When stripped of distortions and mistakes, Alterman’s commentary on Goliath is reduced to crude insults. For instance, following a bizarre reference to the “friendly relations” he has supposedly enjoyed with my parents since I was “a little boy,” an effort at belittlement that reflects only on the bully, Alterman blasts, “This book could have been published by the Hamas Book-of-the-Month Club.” While I was not previously aware of such a club, I hereby invite all “Friends of Hamas” to join me this October 26 at 1 pm at Washington, DC’s Politics and Prose, or at one of the many venues I will be visiting during my national book tour.
After Alterman published the first of his attacks, I attempted to engage him in a public forum. I not only wanted to debate him on the facts contained in my book, I wanted to ask him how he squares his self-professed liberalism with his defense of disproportionate lethal violence against Palestinian civilians, including children (“So tough luck, fella. War is hell.”); with his insistence that the United States must pressure the Palestinians to accept “their historic position”; or with his extraordinary declaration that Americans must be willing to endure more 9/11-style terror attacks “if that’s the price we have to pay” to maintain the US-Israeli special relationship.

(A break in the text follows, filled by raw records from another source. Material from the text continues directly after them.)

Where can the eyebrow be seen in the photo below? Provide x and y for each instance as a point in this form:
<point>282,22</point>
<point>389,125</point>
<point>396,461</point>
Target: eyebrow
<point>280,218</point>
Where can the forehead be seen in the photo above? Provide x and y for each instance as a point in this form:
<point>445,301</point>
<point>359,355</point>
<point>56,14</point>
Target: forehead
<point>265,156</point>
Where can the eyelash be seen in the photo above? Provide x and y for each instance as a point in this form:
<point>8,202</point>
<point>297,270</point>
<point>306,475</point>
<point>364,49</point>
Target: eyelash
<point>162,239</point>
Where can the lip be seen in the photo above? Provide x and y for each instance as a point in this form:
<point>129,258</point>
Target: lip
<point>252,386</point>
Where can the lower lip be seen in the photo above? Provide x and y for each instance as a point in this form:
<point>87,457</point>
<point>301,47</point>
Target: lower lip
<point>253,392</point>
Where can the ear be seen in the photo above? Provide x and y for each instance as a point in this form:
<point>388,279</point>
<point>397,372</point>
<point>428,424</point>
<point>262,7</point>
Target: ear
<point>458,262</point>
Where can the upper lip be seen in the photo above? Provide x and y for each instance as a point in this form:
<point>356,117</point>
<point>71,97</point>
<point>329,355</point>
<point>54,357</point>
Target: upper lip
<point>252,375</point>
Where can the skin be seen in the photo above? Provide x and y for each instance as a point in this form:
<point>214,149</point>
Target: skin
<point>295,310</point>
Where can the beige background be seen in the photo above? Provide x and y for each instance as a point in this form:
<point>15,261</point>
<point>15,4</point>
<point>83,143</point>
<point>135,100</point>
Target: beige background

I had wanted to discuss these issues and many more raised in Goliath—and still do, and will. Unfortunately, when Robert Wright of The Atlantic and editor of Bloggingheads, the pre-eminent online political debating forum, invited Alterman to engage with me, Alterman declined without explanation.
Editor’s note: Eric Alterman will respond to Max Blumenthal’s post in the Letters to the Editor section of a forthcoming issue of The Nation.